Materials and methodsParticipants
We recruited 55 healthy adults (27 males and 28 females aged 18–59 years). Exclusion criteria were pre-existing respiratory tract infections or other underlying health conditions. Additionally, we only recruited participants who did not intend to receive a COVID-19 or seasonal influenza vaccine during the study period, and participants had to be clear of any other inflammation within 7 days prior to the start of the study. Data were collected from December 2021 to February 2022. Participants were recruited through word-of-mouth and posted advertisements in Montreal, Canada. Further details about the inclusion, exclusion, and withdrawal criteria are provided in the study protocol (Hadid et al., 2023).

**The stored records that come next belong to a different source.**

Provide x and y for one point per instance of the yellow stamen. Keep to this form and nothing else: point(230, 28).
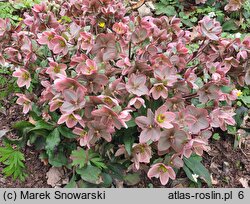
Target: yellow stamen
point(161, 118)
point(102, 24)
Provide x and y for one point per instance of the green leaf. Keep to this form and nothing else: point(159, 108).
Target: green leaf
point(79, 158)
point(194, 164)
point(132, 179)
point(216, 136)
point(231, 129)
point(42, 125)
point(107, 180)
point(57, 159)
point(52, 140)
point(131, 123)
point(66, 132)
point(188, 173)
point(3, 132)
point(90, 174)
point(13, 160)
point(246, 100)
point(229, 25)
point(72, 183)
point(128, 140)
point(226, 89)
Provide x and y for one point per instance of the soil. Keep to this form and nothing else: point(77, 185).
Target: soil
point(34, 167)
point(227, 165)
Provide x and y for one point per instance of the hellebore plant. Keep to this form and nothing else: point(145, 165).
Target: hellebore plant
point(107, 77)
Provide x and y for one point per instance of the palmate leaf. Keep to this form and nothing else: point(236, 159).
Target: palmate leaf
point(90, 174)
point(13, 159)
point(78, 157)
point(194, 164)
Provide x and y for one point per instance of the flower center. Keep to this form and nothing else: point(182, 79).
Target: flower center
point(62, 43)
point(71, 117)
point(50, 37)
point(161, 118)
point(162, 169)
point(25, 76)
point(159, 88)
point(56, 69)
point(107, 100)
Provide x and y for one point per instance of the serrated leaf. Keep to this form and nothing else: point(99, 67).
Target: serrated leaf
point(42, 125)
point(57, 159)
point(66, 132)
point(216, 136)
point(188, 173)
point(194, 163)
point(13, 159)
point(128, 140)
point(72, 183)
point(78, 158)
point(90, 174)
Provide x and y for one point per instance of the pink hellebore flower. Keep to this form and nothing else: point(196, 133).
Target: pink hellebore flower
point(150, 131)
point(23, 77)
point(86, 41)
point(5, 26)
point(174, 138)
point(84, 138)
point(210, 28)
point(166, 75)
point(55, 103)
point(159, 90)
point(99, 130)
point(55, 69)
point(73, 100)
point(120, 28)
point(46, 39)
point(164, 118)
point(201, 119)
point(234, 5)
point(141, 154)
point(161, 171)
point(25, 102)
point(137, 102)
point(195, 145)
point(89, 68)
point(110, 115)
point(136, 85)
point(59, 45)
point(64, 82)
point(70, 119)
point(222, 117)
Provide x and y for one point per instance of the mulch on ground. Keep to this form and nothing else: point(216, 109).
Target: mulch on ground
point(227, 165)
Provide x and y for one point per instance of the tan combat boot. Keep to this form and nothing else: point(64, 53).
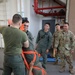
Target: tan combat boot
point(71, 71)
point(62, 70)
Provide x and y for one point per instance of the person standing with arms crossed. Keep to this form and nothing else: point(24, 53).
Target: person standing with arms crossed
point(14, 39)
point(66, 45)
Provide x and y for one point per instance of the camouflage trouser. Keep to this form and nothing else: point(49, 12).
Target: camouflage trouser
point(66, 57)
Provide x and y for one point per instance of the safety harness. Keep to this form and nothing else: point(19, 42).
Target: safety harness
point(34, 59)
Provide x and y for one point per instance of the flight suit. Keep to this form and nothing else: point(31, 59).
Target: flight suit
point(65, 43)
point(55, 37)
point(44, 41)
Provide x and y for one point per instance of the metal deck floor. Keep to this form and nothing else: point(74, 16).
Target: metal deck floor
point(51, 69)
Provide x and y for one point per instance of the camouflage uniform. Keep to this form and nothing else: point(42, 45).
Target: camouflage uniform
point(29, 57)
point(44, 41)
point(65, 43)
point(55, 37)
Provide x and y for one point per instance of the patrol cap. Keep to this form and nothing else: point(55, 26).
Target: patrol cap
point(57, 24)
point(25, 19)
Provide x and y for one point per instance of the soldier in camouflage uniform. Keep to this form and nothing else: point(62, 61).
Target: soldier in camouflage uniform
point(55, 36)
point(29, 57)
point(44, 41)
point(65, 43)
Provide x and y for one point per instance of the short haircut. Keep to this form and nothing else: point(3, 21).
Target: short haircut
point(66, 23)
point(57, 24)
point(47, 23)
point(16, 18)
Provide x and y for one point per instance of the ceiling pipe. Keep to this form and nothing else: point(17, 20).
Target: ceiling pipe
point(54, 7)
point(37, 10)
point(58, 2)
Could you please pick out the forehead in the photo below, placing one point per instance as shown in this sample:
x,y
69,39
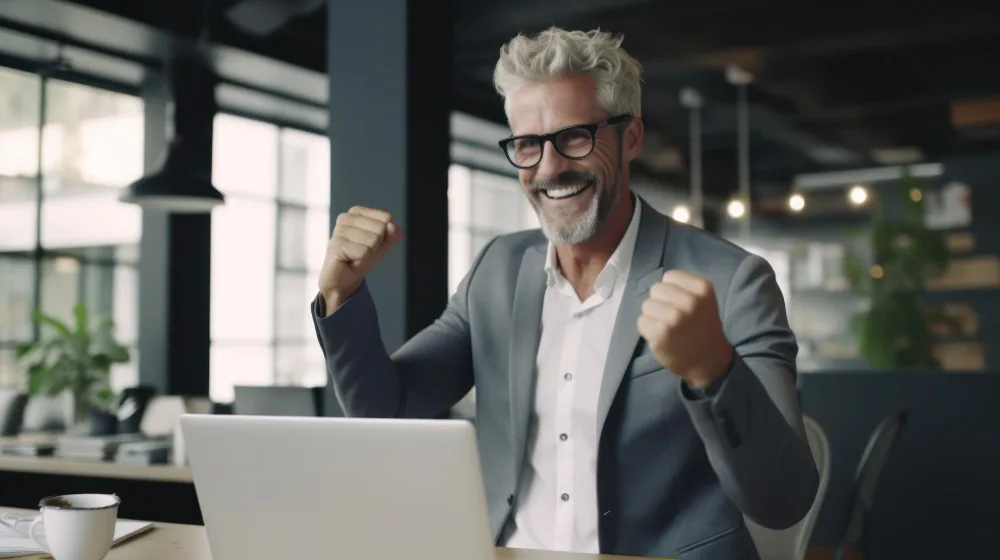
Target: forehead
x,y
552,104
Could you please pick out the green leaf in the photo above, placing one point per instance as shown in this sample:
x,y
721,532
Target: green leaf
x,y
80,314
25,350
78,359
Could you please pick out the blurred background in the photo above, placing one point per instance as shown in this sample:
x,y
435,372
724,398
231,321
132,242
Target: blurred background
x,y
854,145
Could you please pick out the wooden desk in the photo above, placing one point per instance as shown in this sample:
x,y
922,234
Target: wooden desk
x,y
158,493
167,541
99,469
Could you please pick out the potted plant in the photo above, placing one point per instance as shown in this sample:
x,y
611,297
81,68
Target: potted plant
x,y
897,328
77,359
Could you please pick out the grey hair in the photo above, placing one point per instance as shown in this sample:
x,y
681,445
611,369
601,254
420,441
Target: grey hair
x,y
555,53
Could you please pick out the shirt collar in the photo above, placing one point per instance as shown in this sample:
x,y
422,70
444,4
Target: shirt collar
x,y
619,263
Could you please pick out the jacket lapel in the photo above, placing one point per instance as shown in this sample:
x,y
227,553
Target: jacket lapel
x,y
646,270
525,336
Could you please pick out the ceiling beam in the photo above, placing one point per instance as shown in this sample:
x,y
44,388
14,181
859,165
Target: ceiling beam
x,y
485,19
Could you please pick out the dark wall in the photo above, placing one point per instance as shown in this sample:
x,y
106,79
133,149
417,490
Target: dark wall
x,y
939,495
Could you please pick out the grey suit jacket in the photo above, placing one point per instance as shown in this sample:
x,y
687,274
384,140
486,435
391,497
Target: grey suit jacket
x,y
676,473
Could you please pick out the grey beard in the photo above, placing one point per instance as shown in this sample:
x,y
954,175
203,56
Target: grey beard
x,y
575,232
572,232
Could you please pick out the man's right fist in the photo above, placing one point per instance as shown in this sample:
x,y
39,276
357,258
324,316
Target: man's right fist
x,y
360,240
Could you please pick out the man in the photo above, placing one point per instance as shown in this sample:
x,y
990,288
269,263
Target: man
x,y
635,378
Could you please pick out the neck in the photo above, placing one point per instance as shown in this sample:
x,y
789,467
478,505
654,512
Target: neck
x,y
580,264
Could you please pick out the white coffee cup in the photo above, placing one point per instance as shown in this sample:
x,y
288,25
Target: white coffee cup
x,y
76,526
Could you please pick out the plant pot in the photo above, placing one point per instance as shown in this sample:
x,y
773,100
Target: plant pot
x,y
103,423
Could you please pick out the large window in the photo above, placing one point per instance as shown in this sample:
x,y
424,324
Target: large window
x,y
481,206
268,243
66,150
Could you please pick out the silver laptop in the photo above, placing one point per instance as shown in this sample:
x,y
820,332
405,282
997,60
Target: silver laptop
x,y
282,487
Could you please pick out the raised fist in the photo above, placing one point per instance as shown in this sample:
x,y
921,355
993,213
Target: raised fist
x,y
360,240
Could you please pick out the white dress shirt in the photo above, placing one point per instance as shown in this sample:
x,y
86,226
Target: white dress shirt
x,y
557,495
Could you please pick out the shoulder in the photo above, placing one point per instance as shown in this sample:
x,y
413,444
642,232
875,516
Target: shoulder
x,y
511,247
709,255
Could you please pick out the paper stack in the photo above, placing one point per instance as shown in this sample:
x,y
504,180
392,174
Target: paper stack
x,y
14,544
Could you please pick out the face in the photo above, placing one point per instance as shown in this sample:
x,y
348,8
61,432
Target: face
x,y
572,197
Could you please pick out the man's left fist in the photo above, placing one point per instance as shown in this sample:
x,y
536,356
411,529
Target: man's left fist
x,y
680,321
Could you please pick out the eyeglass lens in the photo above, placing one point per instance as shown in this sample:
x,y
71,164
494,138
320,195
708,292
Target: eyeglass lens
x,y
572,143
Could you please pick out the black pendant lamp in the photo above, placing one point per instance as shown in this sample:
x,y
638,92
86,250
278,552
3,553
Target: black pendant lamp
x,y
183,184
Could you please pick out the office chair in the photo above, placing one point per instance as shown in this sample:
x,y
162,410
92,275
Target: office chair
x,y
253,400
870,467
12,404
791,543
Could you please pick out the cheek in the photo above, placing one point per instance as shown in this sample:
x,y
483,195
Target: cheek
x,y
526,176
605,162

Study design and data collection
The study period lasted 12 days and was divided into two distinct phases: the pre-inoculation period (considered as day −7 to day 0) and the post-inoculation period (day 0 to day 4). Starting from day −7, participants continuously wore a Astroskin (10 participants)/Hexoskin (45 participants) garment (Carré Technologies, Inc. Montreal, Canada) to monitor their physiological markers (Figure 1A). Blood samples were also collected (Figure 1B), 3-min CRSST followed by 2 min of recovery was conducted (Figure 1C). The Astroskin/Hexoskin garment was used to collect the following physiological markers relevant to respiratory health:
Heart Rate (HR): The number of heartbeats per minute (bpm)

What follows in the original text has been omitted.